At a time when immigration is much in the news, Professor John Rapson of the UI School of Music's Jazz Studies Program has created a powerful multi-media performance piece about an early 20th-century immigrant whose story remains highly relevant today.

"Hot Tamale Louie: The Story of Zarif Khan" will be performed by Rapson and a cast of musicians and actors at the Wieting Theatre on Sunday, Oct 21, at 2 p.m.

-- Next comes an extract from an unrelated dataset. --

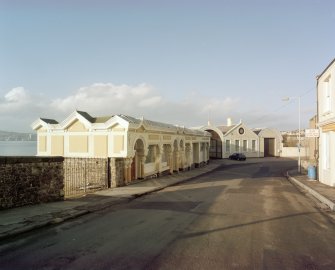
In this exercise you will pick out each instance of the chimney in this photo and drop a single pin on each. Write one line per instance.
(229, 122)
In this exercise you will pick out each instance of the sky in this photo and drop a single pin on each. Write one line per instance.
(179, 62)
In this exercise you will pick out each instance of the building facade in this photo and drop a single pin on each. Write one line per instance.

The performance is based on a June 2016 New Yorker article that caught Rapson's eye and his ear. Zarif Khan emigrated to the U.S. from Afghanistan in 1907, eventually settling in Sheridan, Wyoming, where he took over a tamale business as well as the previous owner's nickname, "Hot Tamale Louie." As he built and lost fortunes, Khan lived frugally and often spent his money in acts of kindness and generosity. He gained citizenship in 1925, had it revoked by U.S. xenophobic laws, and regained it again 30 years later. He married late in life, had six children, and became a legend both in Wyoming and back home in the borderland between Afghanistan and Pakistan before meeting a tragic end. His children and their offspring have recently helped to found a mosque in Gillette, Wyoming, that has drawn the ire of some local residents and received national media attention.

Article Photos

John Rapson

Rapson immediately recognized the story's dramatic possibilities, the timeliness of its themes and the opportunities it presented to work with local musicians whose talents mirrored Khan's global wanderings. Rapson describes the show as "a genre-bending tale with lilting Western ballads, gentle Mexican waltzes, folk sngs and melodies from the East, evocative tone poems and raucous ragtime melded together by jazz."

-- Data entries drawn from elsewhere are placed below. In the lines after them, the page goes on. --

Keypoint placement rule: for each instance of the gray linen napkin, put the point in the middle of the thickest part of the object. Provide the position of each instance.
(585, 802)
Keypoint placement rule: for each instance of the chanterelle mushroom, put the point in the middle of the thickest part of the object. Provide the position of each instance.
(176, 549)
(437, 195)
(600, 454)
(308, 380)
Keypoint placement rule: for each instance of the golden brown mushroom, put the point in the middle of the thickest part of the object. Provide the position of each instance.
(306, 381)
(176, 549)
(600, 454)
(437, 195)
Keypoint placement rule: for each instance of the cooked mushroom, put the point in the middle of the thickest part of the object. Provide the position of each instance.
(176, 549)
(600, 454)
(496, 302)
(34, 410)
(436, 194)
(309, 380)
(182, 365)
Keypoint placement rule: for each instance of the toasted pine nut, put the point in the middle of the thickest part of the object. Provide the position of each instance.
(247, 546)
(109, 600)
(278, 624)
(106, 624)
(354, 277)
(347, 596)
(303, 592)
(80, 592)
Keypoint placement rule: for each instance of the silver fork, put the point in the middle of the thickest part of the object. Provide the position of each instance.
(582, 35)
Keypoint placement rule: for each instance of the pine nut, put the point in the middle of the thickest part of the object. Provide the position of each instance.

Rapson teamed up with Danyel Gaglione, an immigrant now living in Iowa City, to collaboratively compose and arrange the material for eight musicians. The performance features local folk musician Dave Moore and dramatic monologues by an area artist. Rapson compiled more than 300 historic photos from the Middle East, American West and elasewhere to illustrate Khan's story, which is told in words, music, and visual projections. Other musicians in the ensemble include UI alumni Ryan Smith (reeds), Tara McGovern (violin), Dan Padley (guitar), Blake Shaw (bass) and Justin LeDuc (drums).

"Hot Tamale Louie" was first performed as a Faculty Showcase at the University of Iowa in November 2016,a week before the U.S. Presidential election. The enthusiastic audience response led to subsequent performances and now a tour. The band will be featured in a Celebration of the Arts in 2019 in Sheridan, Wyoming.